Do some quick and dirty with Guile FFI

These days I'm facinated in working on MAL (stands for Make a Lisp) project with Guile. I've done several steps so far, and I'll send pull request when it's all finished. And I found my implementation in Guile-2.1 runs faster than most of others, only little slower than C version. Seems there's something to be expected. ;-)

Today I don't want to talk about this project. I want to discuss FFI in Guile. The reason why I jump to play FFI is because the spec of MAL uses PCRE for its tokenizer hint. Personally, I don't think it's good idea. Because in this case, PCRE regex hides all the lexer details for compiler writers. But if it's for beginner compiler hackers, this would reduce their pain on lexer.

Let me get into the topic in short, Guile has no good enough PCRE implementation so far.
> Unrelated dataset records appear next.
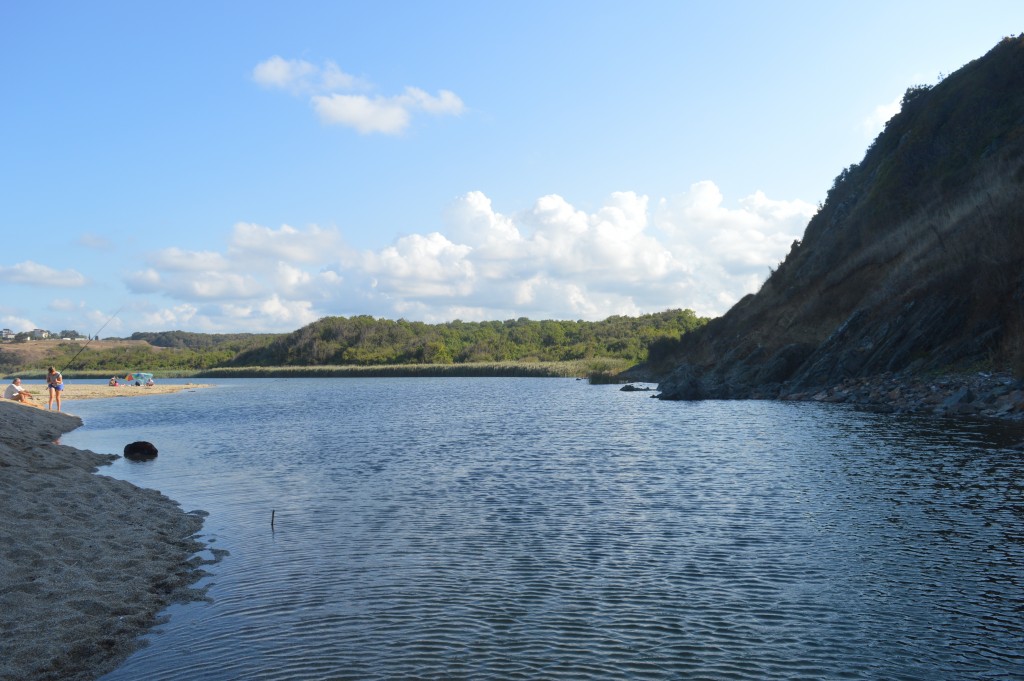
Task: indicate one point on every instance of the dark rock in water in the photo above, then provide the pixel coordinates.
(140, 451)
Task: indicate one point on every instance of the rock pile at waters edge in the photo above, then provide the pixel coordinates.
(984, 394)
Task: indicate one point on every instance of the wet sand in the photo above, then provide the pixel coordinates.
(75, 390)
(86, 561)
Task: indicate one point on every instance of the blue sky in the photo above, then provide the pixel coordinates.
(255, 166)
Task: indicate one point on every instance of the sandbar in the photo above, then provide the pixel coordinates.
(75, 390)
(87, 562)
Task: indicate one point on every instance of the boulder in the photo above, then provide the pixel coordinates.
(140, 451)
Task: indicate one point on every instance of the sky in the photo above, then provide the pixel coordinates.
(226, 167)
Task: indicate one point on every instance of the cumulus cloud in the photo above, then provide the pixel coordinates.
(328, 88)
(33, 273)
(299, 76)
(875, 122)
(551, 260)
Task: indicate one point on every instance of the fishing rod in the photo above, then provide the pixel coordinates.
(95, 335)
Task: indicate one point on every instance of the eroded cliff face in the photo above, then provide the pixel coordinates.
(913, 264)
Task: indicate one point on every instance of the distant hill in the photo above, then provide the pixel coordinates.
(365, 340)
(914, 263)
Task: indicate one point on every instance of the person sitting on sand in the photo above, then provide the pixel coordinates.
(16, 392)
(54, 386)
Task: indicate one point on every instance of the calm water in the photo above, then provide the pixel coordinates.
(519, 528)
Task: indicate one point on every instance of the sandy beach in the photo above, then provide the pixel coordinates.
(75, 390)
(86, 561)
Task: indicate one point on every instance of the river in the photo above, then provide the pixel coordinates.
(546, 528)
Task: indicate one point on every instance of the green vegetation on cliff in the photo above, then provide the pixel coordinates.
(914, 262)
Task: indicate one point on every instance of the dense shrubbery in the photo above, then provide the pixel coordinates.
(365, 341)
(368, 341)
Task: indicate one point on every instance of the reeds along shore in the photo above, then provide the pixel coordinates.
(86, 561)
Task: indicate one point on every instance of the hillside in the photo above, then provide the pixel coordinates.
(913, 264)
(364, 340)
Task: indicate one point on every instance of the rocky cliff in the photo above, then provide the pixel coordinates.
(913, 264)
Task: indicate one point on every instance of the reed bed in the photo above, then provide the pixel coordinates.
(574, 369)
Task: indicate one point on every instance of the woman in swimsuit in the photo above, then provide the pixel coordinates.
(54, 386)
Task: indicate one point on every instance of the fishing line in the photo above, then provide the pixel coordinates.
(90, 339)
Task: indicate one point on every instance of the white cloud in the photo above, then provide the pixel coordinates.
(256, 242)
(175, 259)
(33, 273)
(361, 113)
(95, 242)
(875, 122)
(299, 76)
(328, 86)
(552, 260)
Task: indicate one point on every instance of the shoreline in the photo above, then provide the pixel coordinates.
(87, 562)
(75, 390)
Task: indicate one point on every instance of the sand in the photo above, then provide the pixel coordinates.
(86, 561)
(75, 390)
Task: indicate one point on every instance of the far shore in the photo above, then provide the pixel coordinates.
(75, 390)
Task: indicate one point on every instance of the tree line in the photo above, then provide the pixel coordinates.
(367, 341)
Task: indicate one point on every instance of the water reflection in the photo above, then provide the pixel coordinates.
(542, 528)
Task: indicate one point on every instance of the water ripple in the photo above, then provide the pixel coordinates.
(550, 529)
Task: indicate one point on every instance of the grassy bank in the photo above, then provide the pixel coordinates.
(576, 369)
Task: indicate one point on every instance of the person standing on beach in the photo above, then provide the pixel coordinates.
(16, 392)
(54, 386)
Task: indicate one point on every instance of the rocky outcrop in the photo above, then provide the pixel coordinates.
(912, 266)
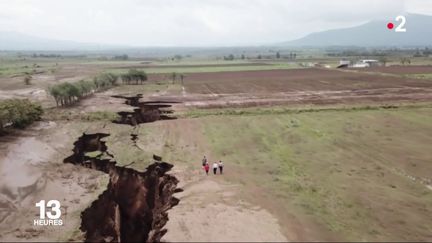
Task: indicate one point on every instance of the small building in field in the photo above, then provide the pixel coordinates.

Oh, yes, there is my favorite irregex, very cool stuff, and supports most of PCRE features. Well, but I don't want to send my pull request including this lib, since it's too big. I would like to try a tiny & elegant solution. Then I saw FFI.

This case uses libpcre, if you need libpcre2, hmm...at least you have this article, right?

Prelude

There's something we need to put in front of code:

(use-modules (rnrs)            ; for bytevectors
             (system foreign)) ; for FFI

;; Get dynamic link from .so file, note you don't have to write .so explicitly.
(define pcre-ffi (dynamic-link "libpcre"))

Bind functions

Now pick existed functions in the .so lib you want to bind to Guile.

(define %pcre-compile2
  (pointer->procedure '*                                       ; specify return type, here, it's a pointer
                       (dynamic-func "pcre_compile2" pcre-ffi) ; get function pointer you want
                       (list '* int '* '* '* '*))              ; declare arguments' types according to function signature
...

Note, no matter what kind of C pointer you faced, '* is the only way to go.

pointer->procedure is used to convert C function pointer to a Guile callable procedure.

Helper functions

These helper functions would be useful as you will learn later.

(define (make-blob-pointer len)
  (bytevector->pointer (make-bytevector len)))

(define* (make-c-type-wrapper v l h type set ref #:optional (endian 'little))
  (define size (sizeof type))
  (define _obj (make-bytevector size 0))
  (or (and (> v l) (< v h)) (error "value is overflow!" v))
  (if (> size 1) (set _obj 0 v endian) (set _obj 0 v)) 
  (lambda (cmd . arg)
    (case cmd
      ((ref) (if (> size 1) (ref _obj 0 endian) (ref _obj 0)))
      ((set)
       (or (and (> (car arg) l) (< (car arg) h)) (error "value is overflow!" v))
       (if (> size 1) (set _obj 0 (car arg) endian) (set _obj 0 (car arg)))) 
      ((&) (bytevector->pointer _obj))
      (else (error "Invalid cmd, should be ref/set/&" cmd)))))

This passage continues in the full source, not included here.